Surgery is always a risk, particularly in the elderly, he said. Shunts can also become infected or blocked.
Shunts are also not the only available treatment. An endoscopic procedure, drilling a hole and bypassing the obstruction causing NPH and allowing drainage, can also be performed.
"It's more invasive in the short-term," he said. "But it's a more natural treatment, without a foreign body."
Patients should seek an evaluation from neurologists who have an expertise in NPH, according to Luciano. Enlarged ventricles on an MRI don't always mean NPH, and a follow-up spinal tap is a must before diagnosis.
"If the cognition and gait problems don't respond when they lose fluid, there shouldn't be a shunt put in," Luciano said.
Still, no one is more pleased about having a shunt than guitarist Dick Wagner.
"I am getting my timing back almost back to normal," he said. "It made a huge complete turnaround of my life."

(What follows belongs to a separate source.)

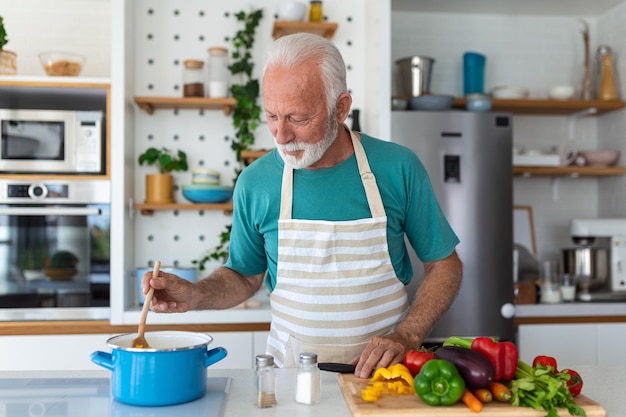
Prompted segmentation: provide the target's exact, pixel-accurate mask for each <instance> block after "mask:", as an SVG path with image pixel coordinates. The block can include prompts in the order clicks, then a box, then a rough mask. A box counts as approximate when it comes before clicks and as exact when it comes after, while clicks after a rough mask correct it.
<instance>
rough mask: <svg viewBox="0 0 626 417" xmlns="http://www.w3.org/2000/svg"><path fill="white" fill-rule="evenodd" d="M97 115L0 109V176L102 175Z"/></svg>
mask: <svg viewBox="0 0 626 417" xmlns="http://www.w3.org/2000/svg"><path fill="white" fill-rule="evenodd" d="M102 119H103V113H102V112H101V111H69V110H35V109H0V132H1V137H0V172H2V173H13V174H33V173H40V174H76V175H80V174H91V175H98V174H104V166H105V161H104V155H105V152H104V142H103V137H104V135H103V120H102Z"/></svg>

And so is his doctor, who is a big music fan.
"He told me with big tears in his eyes that he wouldn't be able to play guitar anymore," Zabramski said. "His manager was just about ready to say, 'Dick, this is it.' We put a shunt in and the guy's playing again, flying around the world and producing records [on his independent label Desert Dreams Records] and playing in concerts again. It made a remarkable difference in his life."